Operazione teatralmente assai interessante dunque quella del Teatro Regio di Torino che ha scelto di presentare nel corso della sua stagione 2024/2025, la versione per tenore per la prima volta in forma scenica ed in lingua francese.
Il regista Jacopo Spirei imposta uno spettacolo molto elaborato in cui la diversificata drammaturgia pur seguendo un comune filo conduttore (un viaggio nell’inconscio che si propone di scandagliare traumi ed angosce del protagonista), non sempre riesce a riunire i suoi molteplici aspetti in un quadro unico e coerente rischiando di vanificare a tratti l’ottimo contesto creato. Lo spazio elaborato da Gary McCann è dominato da una scenografia di stampo apparentemente tradizionale in cui una quarta parete cala ad ogni cambio quadro quasi a voler veicolare una riflessione sul mondo del reale e del verosimile ed in molte scene difatti il velo dell’ironia e del sarcasmo sembra giocare una sua personale partita. I costumi di Giada Masi contribuiscono ad accentuare il ruolo dei personaggi di potere (Claudio e Gertrude in particolare) connotandoli quasi come balocchi (ed alla fine del II atto compariranno infatti quali enormi teste animate di stampo carnevalesco) pedine di un gioco predefinito che continuerà senza soluzione di continuità alternando visioni passate ( l’infanzia di Amleto e Ofelia quasi sempre accompagnati dallo spettro del padre) e presenti, incubi e flashback in un viaggio attraverso l'accettazione forzata di un potere che il giovane principe infine rifiuterà, sacrificando se stesso.

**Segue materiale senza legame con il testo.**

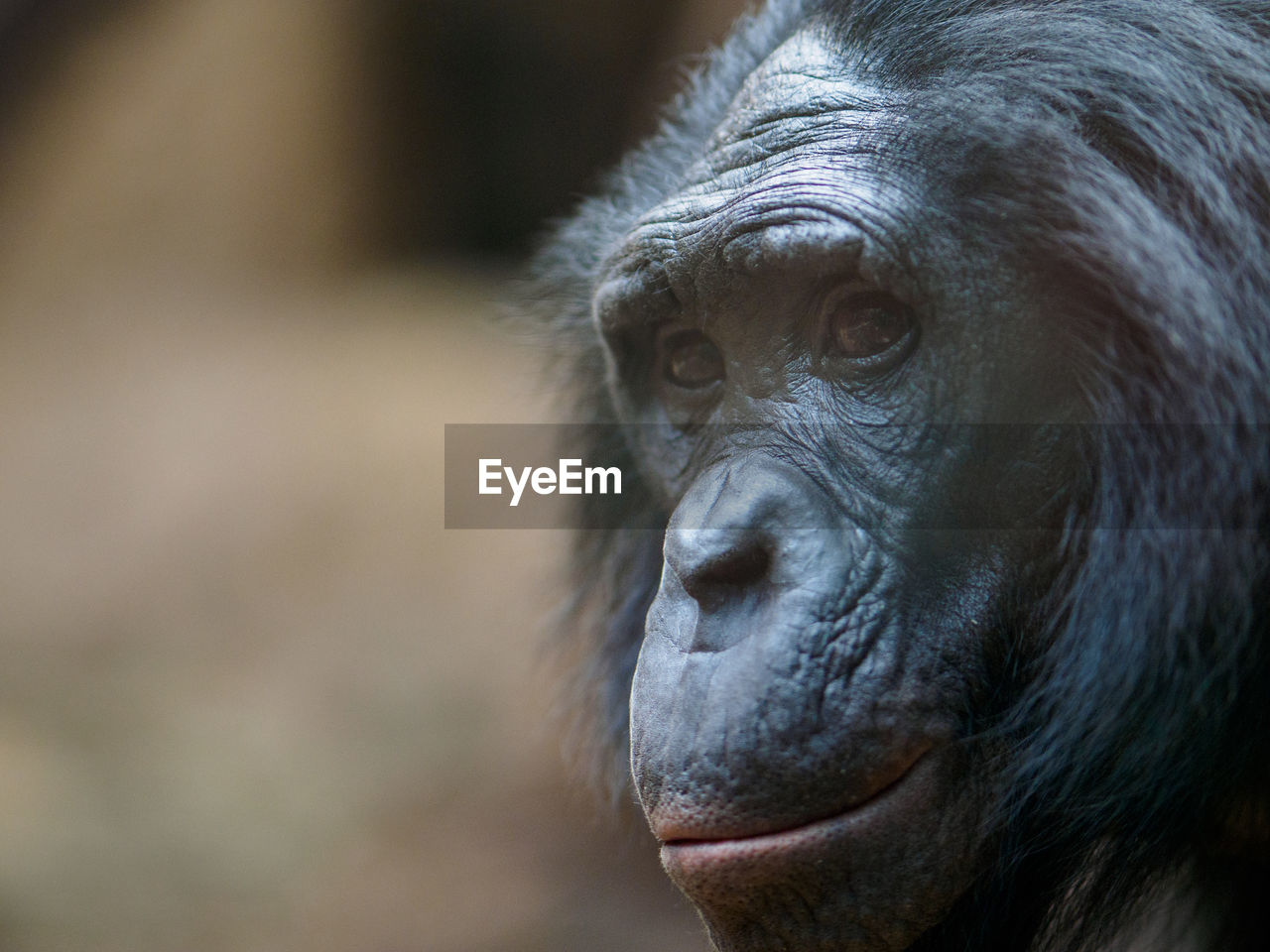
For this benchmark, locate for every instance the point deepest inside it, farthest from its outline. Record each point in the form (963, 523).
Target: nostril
(729, 571)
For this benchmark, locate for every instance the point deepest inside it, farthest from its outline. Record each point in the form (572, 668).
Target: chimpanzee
(935, 333)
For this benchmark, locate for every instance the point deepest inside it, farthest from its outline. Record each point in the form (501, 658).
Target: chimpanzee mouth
(907, 788)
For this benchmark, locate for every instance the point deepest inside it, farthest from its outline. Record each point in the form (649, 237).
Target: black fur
(1123, 148)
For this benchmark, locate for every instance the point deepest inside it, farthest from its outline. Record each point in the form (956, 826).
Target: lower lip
(695, 861)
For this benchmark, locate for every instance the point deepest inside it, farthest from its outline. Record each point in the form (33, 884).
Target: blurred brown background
(253, 696)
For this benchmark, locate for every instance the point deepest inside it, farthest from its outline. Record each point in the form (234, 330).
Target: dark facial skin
(824, 417)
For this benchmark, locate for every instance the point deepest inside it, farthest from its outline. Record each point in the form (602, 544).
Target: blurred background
(253, 696)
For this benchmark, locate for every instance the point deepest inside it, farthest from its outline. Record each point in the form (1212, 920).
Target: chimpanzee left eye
(865, 324)
(690, 359)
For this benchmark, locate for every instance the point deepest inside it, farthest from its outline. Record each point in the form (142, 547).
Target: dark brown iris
(864, 325)
(691, 359)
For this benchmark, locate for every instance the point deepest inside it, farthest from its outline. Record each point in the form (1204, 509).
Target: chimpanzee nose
(743, 535)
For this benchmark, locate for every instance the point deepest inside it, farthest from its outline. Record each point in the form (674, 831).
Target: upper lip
(680, 830)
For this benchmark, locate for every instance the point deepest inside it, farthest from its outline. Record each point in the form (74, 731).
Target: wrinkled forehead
(789, 151)
(801, 87)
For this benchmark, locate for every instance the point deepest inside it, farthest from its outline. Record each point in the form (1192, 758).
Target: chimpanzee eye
(865, 324)
(690, 359)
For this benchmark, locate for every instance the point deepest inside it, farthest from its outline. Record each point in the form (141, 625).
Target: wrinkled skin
(851, 521)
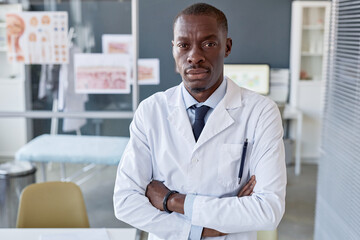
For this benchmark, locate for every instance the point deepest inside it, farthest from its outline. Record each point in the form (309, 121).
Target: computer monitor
(255, 77)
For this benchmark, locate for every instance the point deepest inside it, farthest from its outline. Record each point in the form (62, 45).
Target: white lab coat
(162, 147)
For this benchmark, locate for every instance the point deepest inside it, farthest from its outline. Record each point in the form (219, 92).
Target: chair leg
(62, 172)
(43, 171)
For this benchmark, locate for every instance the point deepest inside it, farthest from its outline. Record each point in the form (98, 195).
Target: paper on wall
(148, 69)
(37, 37)
(102, 73)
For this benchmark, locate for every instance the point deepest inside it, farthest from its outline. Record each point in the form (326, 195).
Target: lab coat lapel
(178, 117)
(220, 119)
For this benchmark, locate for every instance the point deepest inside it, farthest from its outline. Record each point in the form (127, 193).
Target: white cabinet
(308, 59)
(13, 131)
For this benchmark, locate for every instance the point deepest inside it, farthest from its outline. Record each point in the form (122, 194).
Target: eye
(210, 44)
(182, 45)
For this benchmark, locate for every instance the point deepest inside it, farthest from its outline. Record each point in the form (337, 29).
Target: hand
(208, 232)
(155, 192)
(247, 190)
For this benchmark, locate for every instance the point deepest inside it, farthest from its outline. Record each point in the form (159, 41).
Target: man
(212, 194)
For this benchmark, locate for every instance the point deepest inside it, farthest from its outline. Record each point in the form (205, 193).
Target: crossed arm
(156, 192)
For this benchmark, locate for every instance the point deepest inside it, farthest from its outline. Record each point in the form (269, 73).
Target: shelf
(309, 82)
(313, 27)
(309, 54)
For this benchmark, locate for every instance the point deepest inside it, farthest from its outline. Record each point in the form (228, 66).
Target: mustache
(195, 67)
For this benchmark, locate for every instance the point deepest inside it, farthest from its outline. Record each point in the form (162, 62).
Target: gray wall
(260, 30)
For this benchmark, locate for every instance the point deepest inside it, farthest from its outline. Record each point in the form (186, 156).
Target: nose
(195, 56)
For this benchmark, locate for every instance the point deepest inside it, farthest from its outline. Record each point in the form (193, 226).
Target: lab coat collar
(219, 120)
(178, 117)
(232, 98)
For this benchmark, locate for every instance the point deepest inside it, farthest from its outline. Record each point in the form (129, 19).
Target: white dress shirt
(162, 147)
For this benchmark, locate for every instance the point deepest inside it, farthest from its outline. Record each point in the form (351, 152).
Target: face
(199, 49)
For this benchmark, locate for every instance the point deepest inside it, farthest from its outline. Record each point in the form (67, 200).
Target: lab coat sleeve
(133, 175)
(265, 208)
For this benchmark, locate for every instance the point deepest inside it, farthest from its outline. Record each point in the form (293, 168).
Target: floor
(297, 223)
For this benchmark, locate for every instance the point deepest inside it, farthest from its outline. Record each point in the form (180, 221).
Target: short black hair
(199, 9)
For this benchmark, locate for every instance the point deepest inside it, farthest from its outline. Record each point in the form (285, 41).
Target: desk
(35, 233)
(292, 113)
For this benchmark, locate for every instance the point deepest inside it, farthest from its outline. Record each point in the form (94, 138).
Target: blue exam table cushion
(73, 149)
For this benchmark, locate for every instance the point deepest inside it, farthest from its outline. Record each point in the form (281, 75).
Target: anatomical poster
(117, 43)
(102, 73)
(148, 71)
(37, 37)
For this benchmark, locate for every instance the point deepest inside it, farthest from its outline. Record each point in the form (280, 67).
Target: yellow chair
(267, 235)
(52, 205)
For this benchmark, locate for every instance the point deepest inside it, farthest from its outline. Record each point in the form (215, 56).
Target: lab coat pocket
(229, 164)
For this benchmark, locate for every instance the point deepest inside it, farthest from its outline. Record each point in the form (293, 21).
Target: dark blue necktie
(199, 124)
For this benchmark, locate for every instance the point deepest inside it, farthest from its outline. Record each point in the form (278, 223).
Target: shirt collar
(212, 101)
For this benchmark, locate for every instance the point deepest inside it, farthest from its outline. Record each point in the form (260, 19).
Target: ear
(228, 47)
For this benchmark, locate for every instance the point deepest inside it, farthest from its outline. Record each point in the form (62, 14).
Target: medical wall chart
(117, 43)
(102, 73)
(148, 69)
(37, 37)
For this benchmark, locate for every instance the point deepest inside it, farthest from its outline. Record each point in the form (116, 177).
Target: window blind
(338, 194)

Decisamente riuscito l’atto IV dominato dalla follia di Ofelia che offre al regista la possibilità di cimentarsi in un terreno che sembra essergli particolarmente congeniale. Attraverso un semplice gioco di sedie prima e di veli e trasparenze poi, giocando con la visualizzazione del racconto delle Villi raccontato dalla fanciulla, il lavoro di Spirei sembra materializzare pian piano il suo delirio inondando empaticamente il teatro attraverso un lavoro di sottrazione che pare trarre la sua ispirazione dall'evocativo universo di Böcklin. Un’operazione assai seria dunque e ben articolata anche se forse l’affastellarsi delle dinamiche sceniche ha rischiato a tratti di appesantirne l'originale linguaggio espressivo.
Per un allestimento di questa complessità teatrale e musicale era necessario un cast che unisse ad una vocalità sapientemente dominata una teatralità che ben giungesse a calibrare i delicati equilibri della partitura che alterna pagine di maggior convenzionalità ad altre di estremo vigore drammatico.
John Osborn appare perfettamente in sinergia con il personaggio di Amleto. La sua vocalità, oltre a mostrare sempre un attento dominio tecnico, si lascia mirabilmente plasmare dall’espressività dell’interprete che cesella con estrema misura ogni sfumatura del suo complesso carattere.
L’Ofelia di Sara Blanch, morbida nel fraseggio e incandescente nelle agilità, acquista ancor più intenso e peculiare spessore quando al canto unisce l’aspetto più marcatamente teatrale ed espressivo. La sua scena della pazzia diviene allora un pezzo di teatro totale in cui la misura dell’interprete giunge a potenziare la forza della pagina musicale.
Clémentine Margaine costruisce una Gertrude monolitica dominata da una timbrica robusta ed imperativa che, ad onta di qualche apertura nel registro estremo, convince per professionalità e sapienza espressiva. Molto bene Riccardo Zanellato che giunge a tratteggiare il suo Claudio attraverso una vocalità tanto sapientemente dosata quanto nobile ed espressiva, delineando una caratterizzazione di gran classe.
Molto bene anche il resto del cast nei rispettivi ruoli: Julien Henric (Laerte), Alastair Miles (Lo spettro), Alexander Marev (Marcellus), Tomislav Lavoie (Orazio), Nicolò Donini (Polonio), Janusz Nosek (Primo becchino) e Maciej Kwasnikowski (Secondo becchino).
Corretto e professionale il coro del teatro diretto da Ulisse Trabacchin.
Jérémie Rhorer alla guida dell’orchestra del teatro Regio dirigeva con piglio autorevole la partitura di Thomas riuscendo a ben combinarne i molteplici aspetti chiaroscurali.
Gran successo di pubblico per questo nuovo allestimento che conferma il teatro torinese come uno dei più interessanti nel panorama contemporaneo per programmazione e qualità.